Las leyes de Mendel (II)

Fecha de publicación

enero, 2026

NotaCompletar esta clase te permitirá:

CN.B.5.1.14. Describir las leyes de Mendel, diseñar patrones de cruzamiento y deducir porcentajes genotípicos y fenotípicos en diferentes generaciones.

Profesor: Marcelo Amores Palma

En la naturaleza, la mayoría de los organismos no pertenecen a líneas puras, sino que son el resultado de múltiples combinaciones genéticas acumuladas a lo largo de generaciones. La variabilidad es la regla, no la excepción. Sin embargo, en ciertos casos observamos que dos progenitores con un mismo rasgo visible pueden tener descendientes con características distintas, incluso ausentes en ellos pero presentes en generaciones anteriores. Este hecho, lejos de ser anecdótico, revela que la información genética no siempre se manifiesta de manera directa. Así, situaciones cotidianas —como el nacimiento de un hijo con ojos claros a partir de padres de ojos oscuros— generan interpretaciones erróneas cuando se desconoce cómo se transmiten y expresan los genes. Este contraste entre lo que se observa y lo que realmente ocurre a nivel genético abre el problema central de la clase: comprender por qué los rasgos se heredan siguiendo patrones probabilísticos y cómo las leyes de Mendel y sus excepciones permiten explicarlos con base científica.

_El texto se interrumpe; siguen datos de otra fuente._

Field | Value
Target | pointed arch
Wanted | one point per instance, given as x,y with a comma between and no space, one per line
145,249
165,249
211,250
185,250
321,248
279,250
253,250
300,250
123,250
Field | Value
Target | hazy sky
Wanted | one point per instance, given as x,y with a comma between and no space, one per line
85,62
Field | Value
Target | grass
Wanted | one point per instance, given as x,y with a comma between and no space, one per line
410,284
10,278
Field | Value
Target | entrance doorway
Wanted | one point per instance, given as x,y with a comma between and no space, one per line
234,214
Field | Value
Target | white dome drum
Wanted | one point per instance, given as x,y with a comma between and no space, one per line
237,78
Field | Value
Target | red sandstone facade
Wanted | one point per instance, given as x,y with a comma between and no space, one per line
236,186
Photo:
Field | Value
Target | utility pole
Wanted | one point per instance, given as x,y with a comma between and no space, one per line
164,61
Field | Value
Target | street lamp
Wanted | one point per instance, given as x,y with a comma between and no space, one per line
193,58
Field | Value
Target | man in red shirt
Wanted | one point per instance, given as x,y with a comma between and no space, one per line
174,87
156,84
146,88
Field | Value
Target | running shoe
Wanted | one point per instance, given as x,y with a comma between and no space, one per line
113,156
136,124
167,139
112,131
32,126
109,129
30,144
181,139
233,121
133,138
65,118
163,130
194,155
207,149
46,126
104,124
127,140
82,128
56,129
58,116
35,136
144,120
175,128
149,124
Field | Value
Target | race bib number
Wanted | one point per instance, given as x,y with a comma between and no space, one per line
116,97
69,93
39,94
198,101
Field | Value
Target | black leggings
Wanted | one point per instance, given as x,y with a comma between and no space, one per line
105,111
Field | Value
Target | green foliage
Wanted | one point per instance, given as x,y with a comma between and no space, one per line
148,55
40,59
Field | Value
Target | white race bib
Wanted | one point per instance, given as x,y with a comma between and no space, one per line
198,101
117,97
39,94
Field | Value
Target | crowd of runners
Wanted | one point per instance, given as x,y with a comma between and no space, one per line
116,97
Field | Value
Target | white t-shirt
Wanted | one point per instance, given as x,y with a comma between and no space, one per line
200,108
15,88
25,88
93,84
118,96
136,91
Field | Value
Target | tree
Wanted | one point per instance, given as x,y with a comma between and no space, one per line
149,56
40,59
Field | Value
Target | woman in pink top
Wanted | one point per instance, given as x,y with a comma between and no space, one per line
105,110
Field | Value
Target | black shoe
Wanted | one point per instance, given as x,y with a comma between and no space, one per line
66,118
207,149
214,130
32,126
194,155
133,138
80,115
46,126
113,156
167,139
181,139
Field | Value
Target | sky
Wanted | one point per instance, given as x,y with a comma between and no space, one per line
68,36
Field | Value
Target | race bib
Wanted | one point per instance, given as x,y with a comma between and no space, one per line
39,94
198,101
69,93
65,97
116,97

Segunda ley de Mendel: la segregación de caracteres

Mendel permitió que los hijos obtenidos con el cruce entre padres de razas diferentes, es decir, los híbridos (Pp) de flor púrpura, se reprodujeran libremente. Al analizar la filial dos (F2), los factores que llamaron su atención fueron que aparecían algunos hijos con flores blancas y, en segundo lugar, que su presencia equivalía a la cuarta parte de toda la generación. En otras palabras, que por cada tres flores de color púrpura, había una de color blanco (una proporción de tres a uno).

Por su formación matemática, Mendel logró correlacionar estas proporciones con el binomio de Newton, en este caso cuadrado de un binomio, el cual establece que la suma de dos términos elevada al cuadrado es igual a la suma de sus cuadrados más el doble del producto de ambos, lo que permite explicar las proporciones observadas en los cruzamientos genéticos.

\[ (a + b)^2 = a^2 + 2ab + b^2 \]

Reemplazando las letras por las de nuestro ejemplo, el cruce entre dos individuos heterocigotos P mayúscula p minúscula se expresa como P mayúscula p minúscula por P mayúscula p minúscula, y da como resultado una combinación P mayúscula P mayúscula, dos combinaciones P mayúscula p minúscula y una combinación p minúscula p minúscula, lo que explica la proporción genotípica observada en la descendencia.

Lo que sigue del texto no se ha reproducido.